Os and the four warriors use their psychic insight to pinpoint where the portal will open. They arrive to meet the four Shadow Men who fought them before. This time, however, the four warriors are more than ready, and their fight commences. No matter how many times they are beaten back, the Shadow Men still manage to get up and press the attack. Using archaic weapons that Os gave them, the four warriors summon forth a lightning storm and project it into the Shadow Men, killing them instantly. Os proceeds into a nearby building to attack Slate. The two Shadow Men fight, but Slate gains the upper hand and manages to activate the power of the tablet. The floor is torn up as the portal begins to open. Os sees his chance and opens his heart up and unleashes the same power that the White Warrior used on him. Slate is immediately struck with a powerful image of all the goodness left in the world, nullifying his dark powers. Without Slate's will to maintain it, the portal collapses and the tablet shatters on the ground.

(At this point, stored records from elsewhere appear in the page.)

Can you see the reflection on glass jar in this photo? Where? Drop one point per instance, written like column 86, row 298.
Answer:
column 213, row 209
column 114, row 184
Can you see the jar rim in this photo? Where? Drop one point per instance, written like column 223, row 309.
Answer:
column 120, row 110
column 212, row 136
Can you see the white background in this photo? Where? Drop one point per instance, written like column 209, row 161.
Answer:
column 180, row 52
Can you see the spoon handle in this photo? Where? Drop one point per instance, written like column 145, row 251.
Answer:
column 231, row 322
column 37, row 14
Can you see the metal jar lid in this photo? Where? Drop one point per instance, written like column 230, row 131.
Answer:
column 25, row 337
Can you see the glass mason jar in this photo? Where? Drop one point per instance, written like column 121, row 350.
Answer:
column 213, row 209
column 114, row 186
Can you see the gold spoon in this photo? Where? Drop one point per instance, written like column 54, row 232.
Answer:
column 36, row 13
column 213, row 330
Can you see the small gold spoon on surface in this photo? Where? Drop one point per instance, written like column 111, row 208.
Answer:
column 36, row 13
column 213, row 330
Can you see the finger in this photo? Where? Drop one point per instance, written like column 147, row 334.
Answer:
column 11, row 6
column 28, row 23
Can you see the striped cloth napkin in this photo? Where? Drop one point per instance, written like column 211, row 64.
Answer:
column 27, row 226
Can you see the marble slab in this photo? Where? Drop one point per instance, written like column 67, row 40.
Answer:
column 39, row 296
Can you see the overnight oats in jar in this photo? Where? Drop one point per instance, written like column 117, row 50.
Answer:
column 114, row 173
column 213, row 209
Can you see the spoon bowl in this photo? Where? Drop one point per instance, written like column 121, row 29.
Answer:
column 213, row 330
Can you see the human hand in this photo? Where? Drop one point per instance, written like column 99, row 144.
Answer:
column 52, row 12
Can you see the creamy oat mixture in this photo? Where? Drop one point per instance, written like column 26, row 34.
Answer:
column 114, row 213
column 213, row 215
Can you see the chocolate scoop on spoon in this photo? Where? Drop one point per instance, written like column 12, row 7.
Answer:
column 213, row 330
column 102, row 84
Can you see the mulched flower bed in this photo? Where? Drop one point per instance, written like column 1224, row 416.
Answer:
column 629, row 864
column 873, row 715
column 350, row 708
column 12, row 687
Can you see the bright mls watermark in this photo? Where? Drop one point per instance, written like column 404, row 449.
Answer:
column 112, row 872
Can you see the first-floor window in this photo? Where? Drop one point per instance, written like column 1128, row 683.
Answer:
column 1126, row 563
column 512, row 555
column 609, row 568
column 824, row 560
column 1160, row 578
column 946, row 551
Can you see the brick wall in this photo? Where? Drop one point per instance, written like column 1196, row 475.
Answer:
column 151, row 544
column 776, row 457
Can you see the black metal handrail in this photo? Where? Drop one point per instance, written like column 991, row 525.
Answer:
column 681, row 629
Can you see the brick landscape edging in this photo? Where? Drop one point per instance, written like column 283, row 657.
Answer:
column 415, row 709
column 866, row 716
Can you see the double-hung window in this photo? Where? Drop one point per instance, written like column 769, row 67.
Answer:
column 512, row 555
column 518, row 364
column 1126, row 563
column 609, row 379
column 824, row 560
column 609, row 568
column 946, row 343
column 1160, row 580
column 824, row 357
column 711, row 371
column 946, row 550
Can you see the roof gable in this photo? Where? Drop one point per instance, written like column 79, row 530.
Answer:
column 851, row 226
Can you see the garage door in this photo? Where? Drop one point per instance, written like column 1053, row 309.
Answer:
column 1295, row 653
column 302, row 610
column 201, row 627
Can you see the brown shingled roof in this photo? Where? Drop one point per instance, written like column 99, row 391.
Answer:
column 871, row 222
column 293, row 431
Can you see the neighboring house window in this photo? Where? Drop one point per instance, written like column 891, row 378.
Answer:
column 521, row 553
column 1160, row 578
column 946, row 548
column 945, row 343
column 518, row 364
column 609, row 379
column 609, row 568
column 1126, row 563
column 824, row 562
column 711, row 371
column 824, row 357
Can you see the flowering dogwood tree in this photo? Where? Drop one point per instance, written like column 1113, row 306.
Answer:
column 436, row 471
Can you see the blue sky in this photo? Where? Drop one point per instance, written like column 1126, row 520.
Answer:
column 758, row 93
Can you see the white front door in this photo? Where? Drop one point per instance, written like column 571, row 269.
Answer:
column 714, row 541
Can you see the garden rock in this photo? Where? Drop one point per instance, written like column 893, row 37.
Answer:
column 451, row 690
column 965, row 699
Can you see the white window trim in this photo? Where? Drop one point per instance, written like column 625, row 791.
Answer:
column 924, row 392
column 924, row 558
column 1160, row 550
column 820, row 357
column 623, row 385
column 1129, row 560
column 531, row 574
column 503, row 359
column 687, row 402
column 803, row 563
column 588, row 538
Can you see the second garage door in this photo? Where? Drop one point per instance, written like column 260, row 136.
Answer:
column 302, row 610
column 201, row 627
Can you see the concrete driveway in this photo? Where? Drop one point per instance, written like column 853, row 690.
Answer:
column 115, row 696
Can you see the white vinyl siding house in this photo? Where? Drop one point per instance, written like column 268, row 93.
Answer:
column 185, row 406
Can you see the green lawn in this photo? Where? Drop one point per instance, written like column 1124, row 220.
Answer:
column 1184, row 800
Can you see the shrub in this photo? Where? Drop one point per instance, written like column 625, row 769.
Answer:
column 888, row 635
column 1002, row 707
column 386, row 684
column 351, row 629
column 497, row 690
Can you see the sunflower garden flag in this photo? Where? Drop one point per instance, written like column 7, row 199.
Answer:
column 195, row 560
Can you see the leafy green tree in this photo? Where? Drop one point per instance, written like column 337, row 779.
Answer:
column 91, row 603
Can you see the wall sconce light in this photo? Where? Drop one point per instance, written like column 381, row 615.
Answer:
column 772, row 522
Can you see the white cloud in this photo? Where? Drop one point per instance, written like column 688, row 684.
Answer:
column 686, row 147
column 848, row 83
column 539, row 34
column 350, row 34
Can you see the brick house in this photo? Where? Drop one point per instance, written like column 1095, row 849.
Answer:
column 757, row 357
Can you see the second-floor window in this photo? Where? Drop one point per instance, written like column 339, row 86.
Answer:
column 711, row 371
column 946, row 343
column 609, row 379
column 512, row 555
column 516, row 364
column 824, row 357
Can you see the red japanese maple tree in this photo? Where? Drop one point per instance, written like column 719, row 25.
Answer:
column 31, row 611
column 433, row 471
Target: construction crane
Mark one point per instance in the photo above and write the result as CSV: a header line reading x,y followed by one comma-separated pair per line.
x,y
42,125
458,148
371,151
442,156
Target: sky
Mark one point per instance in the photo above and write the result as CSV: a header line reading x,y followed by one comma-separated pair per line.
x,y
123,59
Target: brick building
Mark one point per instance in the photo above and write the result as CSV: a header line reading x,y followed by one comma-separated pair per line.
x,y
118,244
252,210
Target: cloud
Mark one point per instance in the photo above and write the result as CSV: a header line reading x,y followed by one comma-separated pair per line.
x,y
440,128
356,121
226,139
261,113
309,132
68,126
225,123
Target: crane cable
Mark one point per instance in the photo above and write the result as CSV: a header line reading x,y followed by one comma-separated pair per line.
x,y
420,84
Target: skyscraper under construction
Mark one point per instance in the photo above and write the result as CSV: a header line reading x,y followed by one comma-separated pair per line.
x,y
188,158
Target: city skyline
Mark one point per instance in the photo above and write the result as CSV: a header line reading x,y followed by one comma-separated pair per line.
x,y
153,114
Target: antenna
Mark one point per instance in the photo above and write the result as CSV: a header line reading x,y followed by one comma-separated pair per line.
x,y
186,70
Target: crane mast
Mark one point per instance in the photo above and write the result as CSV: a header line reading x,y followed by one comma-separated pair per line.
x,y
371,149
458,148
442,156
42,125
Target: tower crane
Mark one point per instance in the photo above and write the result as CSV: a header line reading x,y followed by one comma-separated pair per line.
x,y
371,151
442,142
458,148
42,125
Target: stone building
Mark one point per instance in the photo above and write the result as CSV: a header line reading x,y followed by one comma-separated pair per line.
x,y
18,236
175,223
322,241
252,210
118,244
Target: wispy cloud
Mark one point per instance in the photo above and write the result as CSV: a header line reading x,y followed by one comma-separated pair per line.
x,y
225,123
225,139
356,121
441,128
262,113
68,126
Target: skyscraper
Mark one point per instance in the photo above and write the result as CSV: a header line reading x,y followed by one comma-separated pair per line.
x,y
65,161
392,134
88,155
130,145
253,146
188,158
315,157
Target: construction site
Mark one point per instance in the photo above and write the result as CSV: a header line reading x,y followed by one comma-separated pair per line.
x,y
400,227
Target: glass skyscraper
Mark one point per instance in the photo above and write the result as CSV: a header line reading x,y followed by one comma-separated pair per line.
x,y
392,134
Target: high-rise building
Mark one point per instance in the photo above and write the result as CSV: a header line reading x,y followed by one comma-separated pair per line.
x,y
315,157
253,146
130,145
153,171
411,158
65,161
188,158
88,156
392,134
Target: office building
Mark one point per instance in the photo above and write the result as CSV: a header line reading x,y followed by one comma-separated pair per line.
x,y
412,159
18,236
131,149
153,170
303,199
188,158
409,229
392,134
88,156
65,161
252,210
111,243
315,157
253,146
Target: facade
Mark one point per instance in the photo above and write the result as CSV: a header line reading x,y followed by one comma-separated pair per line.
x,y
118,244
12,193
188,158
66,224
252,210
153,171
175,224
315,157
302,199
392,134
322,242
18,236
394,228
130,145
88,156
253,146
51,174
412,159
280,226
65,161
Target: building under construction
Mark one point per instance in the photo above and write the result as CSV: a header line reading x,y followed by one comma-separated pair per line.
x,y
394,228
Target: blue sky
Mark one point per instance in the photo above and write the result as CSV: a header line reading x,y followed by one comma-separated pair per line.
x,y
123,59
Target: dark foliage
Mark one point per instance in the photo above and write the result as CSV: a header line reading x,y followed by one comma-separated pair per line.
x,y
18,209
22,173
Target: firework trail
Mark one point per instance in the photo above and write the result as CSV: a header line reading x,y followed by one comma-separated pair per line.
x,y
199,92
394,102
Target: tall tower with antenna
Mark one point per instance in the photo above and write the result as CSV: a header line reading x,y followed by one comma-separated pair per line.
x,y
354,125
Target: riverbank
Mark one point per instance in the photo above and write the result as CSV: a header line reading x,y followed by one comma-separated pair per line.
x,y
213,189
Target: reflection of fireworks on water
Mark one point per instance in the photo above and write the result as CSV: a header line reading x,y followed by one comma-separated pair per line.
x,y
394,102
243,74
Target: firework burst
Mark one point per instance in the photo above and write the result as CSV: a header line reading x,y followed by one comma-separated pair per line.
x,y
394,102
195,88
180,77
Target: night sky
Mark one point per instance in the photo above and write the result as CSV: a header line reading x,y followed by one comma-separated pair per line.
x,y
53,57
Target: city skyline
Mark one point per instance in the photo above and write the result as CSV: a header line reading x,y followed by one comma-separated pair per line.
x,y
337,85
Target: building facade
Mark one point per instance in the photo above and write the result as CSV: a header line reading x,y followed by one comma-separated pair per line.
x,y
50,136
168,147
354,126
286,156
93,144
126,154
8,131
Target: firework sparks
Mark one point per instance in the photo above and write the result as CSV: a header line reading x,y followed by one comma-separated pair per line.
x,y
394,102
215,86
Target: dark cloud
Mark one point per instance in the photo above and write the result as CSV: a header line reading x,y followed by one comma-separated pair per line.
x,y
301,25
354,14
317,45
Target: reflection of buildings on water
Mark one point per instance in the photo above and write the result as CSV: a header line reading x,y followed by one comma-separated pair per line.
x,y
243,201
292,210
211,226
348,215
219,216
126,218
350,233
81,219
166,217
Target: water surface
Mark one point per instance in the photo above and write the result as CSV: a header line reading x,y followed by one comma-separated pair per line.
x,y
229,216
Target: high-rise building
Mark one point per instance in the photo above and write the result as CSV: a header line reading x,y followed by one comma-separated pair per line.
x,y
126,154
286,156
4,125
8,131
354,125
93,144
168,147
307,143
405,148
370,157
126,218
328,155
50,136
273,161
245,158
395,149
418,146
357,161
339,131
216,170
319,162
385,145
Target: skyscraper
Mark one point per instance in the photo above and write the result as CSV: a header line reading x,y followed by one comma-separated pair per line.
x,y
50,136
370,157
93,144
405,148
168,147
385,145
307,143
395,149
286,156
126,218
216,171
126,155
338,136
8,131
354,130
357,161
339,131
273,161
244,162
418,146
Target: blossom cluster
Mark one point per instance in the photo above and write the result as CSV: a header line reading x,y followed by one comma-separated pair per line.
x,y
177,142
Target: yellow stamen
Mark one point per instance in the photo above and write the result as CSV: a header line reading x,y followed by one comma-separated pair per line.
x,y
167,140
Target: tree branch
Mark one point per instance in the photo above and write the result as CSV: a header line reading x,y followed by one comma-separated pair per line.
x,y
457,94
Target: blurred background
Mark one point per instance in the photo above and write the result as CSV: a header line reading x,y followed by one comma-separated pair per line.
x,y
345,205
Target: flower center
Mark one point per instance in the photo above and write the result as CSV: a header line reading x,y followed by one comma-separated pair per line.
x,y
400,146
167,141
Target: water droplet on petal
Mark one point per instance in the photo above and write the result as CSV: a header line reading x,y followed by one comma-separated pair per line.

The four enter the building to find Os the victor. Not only that, but Slate has been turned into an ordinary human being, making him no match for any of them. In their mercy, they allow Slate to leave. Os then tells the others it is time to say goodbye. The others then ask where he is going. He replies, "I'm not going anywhere, but I'll be everywhere. That's the theory, at least." Telling the four that he is proud of them and that they should search for others who will become warriors, Os steps away and is transformed into pure light and vanishes. The movie ends with the four elements walking toward the sunrise with Os' words echoing in their minds.

==Cast==
- Billy Zane as Os
- David Field as Slate
- Tory Kittles as Ray Jackson / Fire
- Byron Mann as Michael Fu / Water
- Stacy Oversier as Serena Blue / Air
- Dominic Purcell as Keith Grady / Metal
- Michelle Comerford as White Warrior
- Linal Haft as Howard Lancaster
- Myles Pollard as Paul Back
- Simone McAullay as Mrs. Harrison
- Barry Otto as Professor
- George Cheung as Tojo Sakamura
- Craig McLachlan as Lieutenant
- Matt Boesenberg as MP #1

== Production ==
Filming took place in Australia over 23 days. The main unit, directed by Jefery Levy, filmed simultaneously with the action unit, directed by Tony Ching, in locations close enough to each other that Levy and the actors could walk back and forth between units. Billy Zane called the experience the equivalent of a 46-day shoot.